Maybe Name based software requires more to keep up with money wise? Recently Charlie said that dvr cost were rising so they had to charge a fee. :nono2: 

No seriously though , I don't know why Charlie won't do name based recording other than he is to stubborn to admit that it is better software than Dish's . If Charlie would have bought Replay when he had a chance or if he would even think about buying Tivo or a part of it he could license the software and have a superior product line. 

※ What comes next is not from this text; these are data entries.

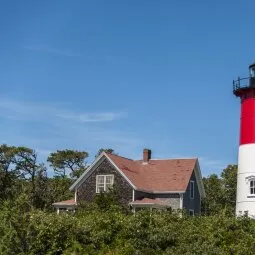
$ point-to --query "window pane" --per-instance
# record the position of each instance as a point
(192, 189)
(100, 189)
(109, 179)
(108, 186)
(100, 179)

The original dishplayer had name based and I don't see why Dish couldn't do it on the new dvrs. I even thought Charlie might buy a piece of Tivo or the whole company since he passed on Replay . He could even use the dancing Dish instead of the Tivo man in his dvr guides, if he didn't want to do true Tivo. As long as it had name based features and season passes it wouldn't matter to me if it was powered by Tivo. :grin:


----------



## toad57 (Apr 23, 2002)

Mike D-CO5 said:


> The original dishplayer had name based <snip>


Ummm... what was the model number of the 'original dishplayer' you are speaking of? I have a Dishplayer 7200 (brother-of-the-7100, which is the 'original' as far as I know... the 7200s were software identical) and it has always been timer based (well, at least that's how it has always acted with me).


----------



## BobMurdoch (Apr 24, 2002)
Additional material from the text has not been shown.